Similar to human vaccines, animal vaccines are administered to prevent diseases from occurring in animals. Routinely vaccinating animals is often more affordable than paying for the treatment of sick animals, reduces transmission of microorganisms in the animal population, and reduces animal suffering. Pets are often given vaccines for infectious diseases such as rabies, parvovirus, distemper and hepatitis. Livestock animals, such as turkeys, chickens and cattle, are vaccinated to protect against diseases such as rotavirus, E. coli, pinkeye and brucellosis.
The proper application of vaccines to animal populations has enhanced their health and welfare, and prolonged their life expectancies. The goal of a vaccination program is to prevent or reduce disease, and thereby promote optimal patient, herd and public health. Even though some formerly common diseases have now become uncommon, vaccination is still highly recommended because these serious disease agents continue to thrive in certain environments.
Types of Animal Vaccines
Animal vaccines are part of a broader category of animal medicines called veterinary biologics (VB). VB products work primarily through the stimulation of the immune system in order to prevent or treat diseases.

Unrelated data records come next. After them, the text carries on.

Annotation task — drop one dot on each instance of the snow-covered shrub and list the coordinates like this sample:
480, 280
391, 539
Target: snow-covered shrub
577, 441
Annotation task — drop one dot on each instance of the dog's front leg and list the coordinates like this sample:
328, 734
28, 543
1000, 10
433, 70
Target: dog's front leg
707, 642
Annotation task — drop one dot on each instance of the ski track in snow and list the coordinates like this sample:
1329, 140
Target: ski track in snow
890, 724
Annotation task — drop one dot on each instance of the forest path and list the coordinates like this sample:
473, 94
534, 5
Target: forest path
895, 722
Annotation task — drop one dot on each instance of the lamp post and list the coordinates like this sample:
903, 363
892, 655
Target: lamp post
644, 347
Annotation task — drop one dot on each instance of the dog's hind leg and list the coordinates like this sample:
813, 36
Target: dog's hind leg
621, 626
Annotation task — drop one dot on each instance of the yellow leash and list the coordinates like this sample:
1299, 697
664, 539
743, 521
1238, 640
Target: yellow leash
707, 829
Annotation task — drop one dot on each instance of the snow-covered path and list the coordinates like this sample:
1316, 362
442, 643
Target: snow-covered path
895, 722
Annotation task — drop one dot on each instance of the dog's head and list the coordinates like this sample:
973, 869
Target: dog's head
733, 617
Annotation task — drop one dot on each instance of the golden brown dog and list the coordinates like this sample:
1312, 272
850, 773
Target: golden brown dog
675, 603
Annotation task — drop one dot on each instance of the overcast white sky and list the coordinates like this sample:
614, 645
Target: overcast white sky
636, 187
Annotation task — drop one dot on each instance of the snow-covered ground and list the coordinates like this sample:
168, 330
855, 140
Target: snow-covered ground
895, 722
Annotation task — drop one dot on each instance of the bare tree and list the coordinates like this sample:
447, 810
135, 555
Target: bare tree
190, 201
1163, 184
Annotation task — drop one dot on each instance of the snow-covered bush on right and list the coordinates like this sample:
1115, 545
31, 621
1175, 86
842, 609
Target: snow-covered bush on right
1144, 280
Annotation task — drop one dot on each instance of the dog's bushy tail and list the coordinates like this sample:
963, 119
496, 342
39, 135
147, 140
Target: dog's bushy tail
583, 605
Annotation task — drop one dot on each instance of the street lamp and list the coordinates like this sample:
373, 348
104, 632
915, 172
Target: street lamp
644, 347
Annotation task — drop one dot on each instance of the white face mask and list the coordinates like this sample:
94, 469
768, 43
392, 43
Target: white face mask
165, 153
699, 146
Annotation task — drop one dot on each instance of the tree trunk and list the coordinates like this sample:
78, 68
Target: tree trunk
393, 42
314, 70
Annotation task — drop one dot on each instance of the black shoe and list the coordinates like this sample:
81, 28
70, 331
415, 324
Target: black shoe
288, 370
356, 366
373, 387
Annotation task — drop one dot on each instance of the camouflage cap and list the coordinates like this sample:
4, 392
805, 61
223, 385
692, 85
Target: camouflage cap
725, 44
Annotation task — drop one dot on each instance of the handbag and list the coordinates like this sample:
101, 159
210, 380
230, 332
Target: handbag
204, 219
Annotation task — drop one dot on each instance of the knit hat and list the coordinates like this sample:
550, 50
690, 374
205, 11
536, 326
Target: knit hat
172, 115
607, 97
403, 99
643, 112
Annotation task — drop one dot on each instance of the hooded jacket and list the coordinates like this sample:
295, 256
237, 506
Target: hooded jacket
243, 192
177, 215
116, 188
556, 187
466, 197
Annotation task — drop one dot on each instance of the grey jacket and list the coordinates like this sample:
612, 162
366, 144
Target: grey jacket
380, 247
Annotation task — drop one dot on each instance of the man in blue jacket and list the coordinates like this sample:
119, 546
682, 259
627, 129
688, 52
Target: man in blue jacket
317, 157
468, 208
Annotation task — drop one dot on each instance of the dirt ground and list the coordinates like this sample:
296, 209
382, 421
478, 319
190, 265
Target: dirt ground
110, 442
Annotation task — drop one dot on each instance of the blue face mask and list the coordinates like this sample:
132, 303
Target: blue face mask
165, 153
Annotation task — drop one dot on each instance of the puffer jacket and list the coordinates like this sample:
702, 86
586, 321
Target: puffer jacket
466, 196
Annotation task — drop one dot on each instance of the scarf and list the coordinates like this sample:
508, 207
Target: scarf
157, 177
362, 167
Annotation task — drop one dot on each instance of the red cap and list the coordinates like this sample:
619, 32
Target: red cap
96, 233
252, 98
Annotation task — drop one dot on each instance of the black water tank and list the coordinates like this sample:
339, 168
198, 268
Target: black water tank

At Dyadic we are focused on transforming the veterinary biologics (VB) market for both companion and livestock animals by using our C1 technology to help develop and commercialize novel biologic therapies that provide greater immunogenicity and challenge the conventional cost of goods and CAPEX considerations to provide better healthcare and reduce costs of treating companion animals and livestock animals.
The opportunity in animal health for C1
There has been very limited activity in therapeutic veterinary biologics compared to human medicine with only a small number of marketing approvals issued in the U.S. or EU.
We believe this creates a significant opportunity for us to help animal health companies develop first-in-class therapeutics for the unmet medical needs of companion and livestock animals.
We believe a number of factors have prevented mAbs from reaching the animal health market, which potentially C1 can help address:
o Research and development priorities. We believe that constrained research and development budgets have contributed to major pharmaceutical companies, their animal health divisions and our competitors focusing on small molecule therapies, reformulations and line extensions while overlooking mAbs as a development priority.
o Development and manufacturing costs. There is a perceived high cost associated with the development and manufacture of mAbs and therapeutic proteins at commercial scale. Our C1 platform is designed to develop mAb therapeutics cost-effectively.
o Immunogenicity. Improperly designed biologics can induce a significant negative immune response or immunogenicity. This is the body’s reaction to the identification of foreign material, resulting in the biologic being inactivated and cleared from the body, thereby diminishing or removing its therapeutic effect.